Leveraging The Endowment Effect
Why individuals or teams that think their projects are the most important, can be excellent and incredibly damaging at a growing company

January 15, 2018
written by Daniel Coyle  AngelList | LinkedIn | Email | Twitter

In business, the endowment effect means that someone thinks that his or her work, project, or deadline is what’s most important and must be resourced and prioritized as such. This is often discussed as a detriment, because it’s seen as erroneously overly-valuing or inflating the significance of work, by those tasked with it--the implication being that, to those who don’t own the work in question, it’s moderately important at best, maybe even inconsequential.


This is wrong-headed and is actually a straw man, concealing a much more fundamental issue. The work being done is only trivial if there is either lack of oversight or poor communication and alignment of company objectives.


Previously, I’ve laid the task of ensuring that people are moving in the same direction squarely on the shoulders of excellent operators. This accounts for the oversight necessary to leverage the prime advantages of the endowment effect. If a great leader (or team of leaders) is directing the daily activity at a company, getting buy-in and making clear why what’s being done is what needs to be done, people believing that their work is of the utmost importance, is true.


In this setting, people will be inspired to hold themselves to high standards because, why would anyone ever do a really haphazard or crappy job at something wildly important?
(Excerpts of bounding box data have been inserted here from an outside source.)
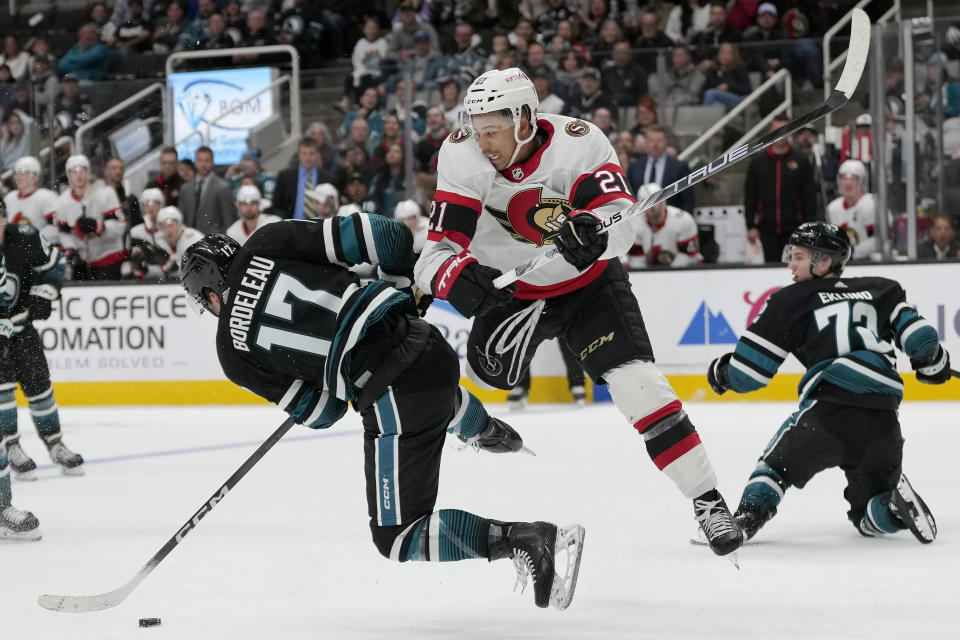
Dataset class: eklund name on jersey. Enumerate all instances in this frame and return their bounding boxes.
[230,256,276,351]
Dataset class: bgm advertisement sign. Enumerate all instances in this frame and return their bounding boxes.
[167,67,273,164]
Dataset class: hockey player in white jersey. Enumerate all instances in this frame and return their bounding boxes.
[626,182,703,269]
[415,68,743,555]
[827,160,877,260]
[53,155,127,280]
[227,184,281,245]
[4,156,60,244]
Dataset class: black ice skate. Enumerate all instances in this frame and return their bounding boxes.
[7,436,37,480]
[890,474,937,544]
[490,520,586,610]
[0,505,41,542]
[693,489,743,556]
[45,433,83,476]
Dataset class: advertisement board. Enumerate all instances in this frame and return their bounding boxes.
[167,67,274,164]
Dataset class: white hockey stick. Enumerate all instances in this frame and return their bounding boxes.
[37,418,294,613]
[493,9,870,289]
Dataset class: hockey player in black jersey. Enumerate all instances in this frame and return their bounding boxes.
[707,222,950,543]
[182,213,584,609]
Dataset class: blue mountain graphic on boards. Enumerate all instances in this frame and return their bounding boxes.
[678,302,737,344]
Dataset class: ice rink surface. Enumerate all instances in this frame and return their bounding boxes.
[0,402,960,640]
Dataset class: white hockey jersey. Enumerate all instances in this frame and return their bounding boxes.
[625,206,703,269]
[227,213,283,244]
[3,189,60,244]
[827,193,877,260]
[53,182,127,268]
[414,114,636,299]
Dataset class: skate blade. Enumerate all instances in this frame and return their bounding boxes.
[550,524,587,611]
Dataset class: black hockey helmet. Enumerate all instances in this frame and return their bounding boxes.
[180,233,240,313]
[783,222,853,275]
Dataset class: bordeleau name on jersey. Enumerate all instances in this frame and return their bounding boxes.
[224,256,276,351]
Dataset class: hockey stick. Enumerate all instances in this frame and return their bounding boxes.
[37,418,294,613]
[493,9,870,289]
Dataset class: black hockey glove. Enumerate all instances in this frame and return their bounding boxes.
[554,209,607,271]
[433,252,517,318]
[910,345,951,384]
[707,353,733,396]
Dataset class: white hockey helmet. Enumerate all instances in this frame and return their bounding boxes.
[13,156,40,176]
[140,187,165,204]
[67,154,90,173]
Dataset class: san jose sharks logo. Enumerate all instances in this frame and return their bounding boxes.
[484,187,573,247]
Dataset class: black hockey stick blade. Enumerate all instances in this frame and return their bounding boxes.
[37,418,294,613]
[493,9,870,289]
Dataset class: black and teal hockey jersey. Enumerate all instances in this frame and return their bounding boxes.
[727,278,939,403]
[217,213,413,428]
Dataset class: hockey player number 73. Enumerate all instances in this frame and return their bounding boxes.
[813,301,893,356]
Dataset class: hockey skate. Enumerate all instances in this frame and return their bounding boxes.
[570,384,587,407]
[693,489,744,566]
[47,433,84,476]
[507,387,527,411]
[490,521,586,610]
[0,505,41,542]
[890,474,937,544]
[7,436,37,480]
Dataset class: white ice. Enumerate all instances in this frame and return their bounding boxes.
[0,401,960,640]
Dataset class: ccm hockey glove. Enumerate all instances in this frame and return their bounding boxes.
[433,251,517,318]
[707,353,733,396]
[554,209,607,271]
[910,345,951,384]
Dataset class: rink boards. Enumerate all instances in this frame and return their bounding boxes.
[30,263,960,405]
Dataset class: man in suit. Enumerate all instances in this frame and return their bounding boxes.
[627,124,694,213]
[177,147,237,235]
[273,137,335,220]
Want to be a first-rate leader? Ensure your people and teams are doing the most important work consistently, and the endowment effect will undoubtedly amplify the output (if you’ve hired the right people, of course).


I’ve also made the case for centering corporate alignment around a mission, values, and clear company goals. In support of the above (or in exchange for the above if you’ve hired an entire company of smart creatives and operators), continuously communicating and making known what the most important goals for the company are, will exploit the shiny side of the endowment effect.
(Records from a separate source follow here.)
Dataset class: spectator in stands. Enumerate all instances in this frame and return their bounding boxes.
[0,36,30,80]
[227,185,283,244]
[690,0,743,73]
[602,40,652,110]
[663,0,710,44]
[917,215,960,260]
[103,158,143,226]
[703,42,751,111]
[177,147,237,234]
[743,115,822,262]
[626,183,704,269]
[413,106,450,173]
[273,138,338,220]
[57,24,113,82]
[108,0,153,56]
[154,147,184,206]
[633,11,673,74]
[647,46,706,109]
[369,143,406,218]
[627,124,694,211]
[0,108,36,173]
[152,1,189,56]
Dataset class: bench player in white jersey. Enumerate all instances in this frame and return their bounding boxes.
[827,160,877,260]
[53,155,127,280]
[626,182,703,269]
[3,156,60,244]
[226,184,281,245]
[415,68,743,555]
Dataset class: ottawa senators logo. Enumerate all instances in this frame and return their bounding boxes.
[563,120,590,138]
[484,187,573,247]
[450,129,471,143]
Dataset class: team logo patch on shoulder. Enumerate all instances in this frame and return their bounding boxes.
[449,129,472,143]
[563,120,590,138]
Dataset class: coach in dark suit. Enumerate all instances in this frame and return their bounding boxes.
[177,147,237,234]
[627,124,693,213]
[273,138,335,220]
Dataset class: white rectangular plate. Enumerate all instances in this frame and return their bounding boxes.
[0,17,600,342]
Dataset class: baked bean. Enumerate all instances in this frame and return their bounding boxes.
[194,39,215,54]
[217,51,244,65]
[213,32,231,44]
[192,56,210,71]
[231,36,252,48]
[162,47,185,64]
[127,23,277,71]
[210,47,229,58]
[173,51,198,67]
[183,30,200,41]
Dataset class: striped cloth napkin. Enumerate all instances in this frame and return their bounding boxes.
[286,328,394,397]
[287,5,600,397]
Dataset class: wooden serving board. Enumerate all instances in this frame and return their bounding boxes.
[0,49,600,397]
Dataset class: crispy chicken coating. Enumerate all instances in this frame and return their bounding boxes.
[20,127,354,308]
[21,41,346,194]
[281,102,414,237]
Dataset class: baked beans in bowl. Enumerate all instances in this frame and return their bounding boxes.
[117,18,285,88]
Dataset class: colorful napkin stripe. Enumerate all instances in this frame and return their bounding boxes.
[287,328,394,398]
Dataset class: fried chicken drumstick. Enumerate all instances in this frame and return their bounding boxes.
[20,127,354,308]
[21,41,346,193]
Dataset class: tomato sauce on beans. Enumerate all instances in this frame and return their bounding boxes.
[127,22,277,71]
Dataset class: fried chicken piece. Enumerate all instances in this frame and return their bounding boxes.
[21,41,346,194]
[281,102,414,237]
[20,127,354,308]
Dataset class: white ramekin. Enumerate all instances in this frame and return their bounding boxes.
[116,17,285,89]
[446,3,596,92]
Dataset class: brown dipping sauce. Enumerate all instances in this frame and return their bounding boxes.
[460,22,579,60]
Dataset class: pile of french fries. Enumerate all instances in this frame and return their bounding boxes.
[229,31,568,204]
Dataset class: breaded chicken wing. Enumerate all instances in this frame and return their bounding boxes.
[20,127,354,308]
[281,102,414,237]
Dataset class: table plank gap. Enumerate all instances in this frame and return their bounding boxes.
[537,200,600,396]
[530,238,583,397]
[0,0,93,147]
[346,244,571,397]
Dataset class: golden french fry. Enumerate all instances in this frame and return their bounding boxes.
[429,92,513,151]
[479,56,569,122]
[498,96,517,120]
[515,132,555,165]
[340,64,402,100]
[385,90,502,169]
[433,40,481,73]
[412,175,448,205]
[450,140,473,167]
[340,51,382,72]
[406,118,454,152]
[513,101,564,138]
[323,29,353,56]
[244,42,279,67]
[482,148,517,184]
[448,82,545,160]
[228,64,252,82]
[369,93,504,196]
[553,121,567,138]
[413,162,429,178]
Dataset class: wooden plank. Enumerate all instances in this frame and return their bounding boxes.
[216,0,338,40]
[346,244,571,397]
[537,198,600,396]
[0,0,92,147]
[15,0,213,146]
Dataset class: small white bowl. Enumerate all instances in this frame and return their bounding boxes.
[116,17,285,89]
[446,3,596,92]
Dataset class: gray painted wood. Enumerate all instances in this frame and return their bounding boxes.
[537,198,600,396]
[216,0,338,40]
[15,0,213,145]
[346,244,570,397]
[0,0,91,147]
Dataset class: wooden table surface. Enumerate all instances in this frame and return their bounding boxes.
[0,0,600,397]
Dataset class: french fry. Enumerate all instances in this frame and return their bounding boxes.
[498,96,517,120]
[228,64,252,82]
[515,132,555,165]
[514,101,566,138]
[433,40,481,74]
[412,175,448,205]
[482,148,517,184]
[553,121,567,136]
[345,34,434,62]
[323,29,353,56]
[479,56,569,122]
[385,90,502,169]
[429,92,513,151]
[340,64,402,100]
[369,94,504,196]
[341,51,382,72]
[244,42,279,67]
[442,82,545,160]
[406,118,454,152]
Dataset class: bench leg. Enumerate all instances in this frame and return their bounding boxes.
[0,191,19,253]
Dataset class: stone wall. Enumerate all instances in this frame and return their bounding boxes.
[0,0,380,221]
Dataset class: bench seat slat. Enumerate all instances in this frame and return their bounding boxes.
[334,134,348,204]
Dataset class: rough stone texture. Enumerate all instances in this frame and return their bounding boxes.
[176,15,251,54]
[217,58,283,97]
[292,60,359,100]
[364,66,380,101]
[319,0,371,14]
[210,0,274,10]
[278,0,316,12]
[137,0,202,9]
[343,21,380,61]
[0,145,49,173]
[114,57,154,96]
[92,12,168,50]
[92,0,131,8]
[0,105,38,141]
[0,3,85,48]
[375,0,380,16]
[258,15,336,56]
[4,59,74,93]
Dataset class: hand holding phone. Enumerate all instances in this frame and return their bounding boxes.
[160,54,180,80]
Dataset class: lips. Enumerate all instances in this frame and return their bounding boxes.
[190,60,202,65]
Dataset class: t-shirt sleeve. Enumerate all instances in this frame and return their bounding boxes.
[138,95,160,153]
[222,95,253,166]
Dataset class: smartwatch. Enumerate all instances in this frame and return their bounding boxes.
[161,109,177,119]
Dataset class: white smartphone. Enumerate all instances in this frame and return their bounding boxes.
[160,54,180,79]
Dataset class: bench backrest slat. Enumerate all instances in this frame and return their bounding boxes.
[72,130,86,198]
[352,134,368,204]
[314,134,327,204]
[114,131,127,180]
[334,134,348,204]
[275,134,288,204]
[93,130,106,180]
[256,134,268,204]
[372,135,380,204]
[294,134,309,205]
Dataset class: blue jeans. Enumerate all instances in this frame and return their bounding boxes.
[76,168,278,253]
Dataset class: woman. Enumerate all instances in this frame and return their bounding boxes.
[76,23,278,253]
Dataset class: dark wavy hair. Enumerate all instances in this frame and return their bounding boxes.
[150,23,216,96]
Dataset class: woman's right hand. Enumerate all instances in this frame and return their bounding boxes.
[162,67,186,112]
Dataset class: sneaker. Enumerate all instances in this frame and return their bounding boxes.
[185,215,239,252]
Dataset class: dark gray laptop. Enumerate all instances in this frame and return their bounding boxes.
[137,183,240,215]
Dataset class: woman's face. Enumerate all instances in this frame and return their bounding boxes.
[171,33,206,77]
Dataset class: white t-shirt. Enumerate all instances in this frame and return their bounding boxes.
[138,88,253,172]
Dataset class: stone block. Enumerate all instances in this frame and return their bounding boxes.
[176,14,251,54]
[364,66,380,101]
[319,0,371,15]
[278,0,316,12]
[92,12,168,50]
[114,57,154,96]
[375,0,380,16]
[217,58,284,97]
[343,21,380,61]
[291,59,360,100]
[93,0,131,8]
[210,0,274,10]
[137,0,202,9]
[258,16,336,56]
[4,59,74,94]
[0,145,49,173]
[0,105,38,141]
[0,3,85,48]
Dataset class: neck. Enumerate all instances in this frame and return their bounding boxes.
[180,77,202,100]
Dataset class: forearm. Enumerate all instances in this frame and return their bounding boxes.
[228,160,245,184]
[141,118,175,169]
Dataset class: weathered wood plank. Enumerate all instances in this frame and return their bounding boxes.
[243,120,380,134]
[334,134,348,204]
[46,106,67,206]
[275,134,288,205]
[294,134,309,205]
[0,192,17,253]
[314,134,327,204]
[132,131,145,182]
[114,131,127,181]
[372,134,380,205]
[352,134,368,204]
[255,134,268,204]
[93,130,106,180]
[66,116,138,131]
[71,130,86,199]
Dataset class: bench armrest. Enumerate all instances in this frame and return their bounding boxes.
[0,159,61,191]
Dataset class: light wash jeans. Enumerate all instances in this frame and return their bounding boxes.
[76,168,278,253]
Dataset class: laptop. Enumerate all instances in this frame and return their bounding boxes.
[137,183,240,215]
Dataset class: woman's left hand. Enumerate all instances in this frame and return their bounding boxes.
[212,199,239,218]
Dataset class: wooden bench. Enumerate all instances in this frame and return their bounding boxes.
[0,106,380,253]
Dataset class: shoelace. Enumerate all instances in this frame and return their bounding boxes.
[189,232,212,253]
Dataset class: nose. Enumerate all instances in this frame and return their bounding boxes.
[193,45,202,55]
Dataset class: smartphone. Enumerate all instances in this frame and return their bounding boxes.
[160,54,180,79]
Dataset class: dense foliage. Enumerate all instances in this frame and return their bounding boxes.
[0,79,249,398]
To be abundantly clear, by communicate, I mean that this should be in the most direct, unambiguous, loud, and varied way possible. Do you have ten different vehicles for people to share information at your company? For this critical information, repeat it on every one of those ten mediums. It’s not the doing that’s hard, it’s understanding the scope of the issue and committing to it.


There you have it. Everyone’s work is absolutely the most important thing that’s being done at the company. Do this well and watch how many magnitudes greater the results are, and build an excellent company on the back of that.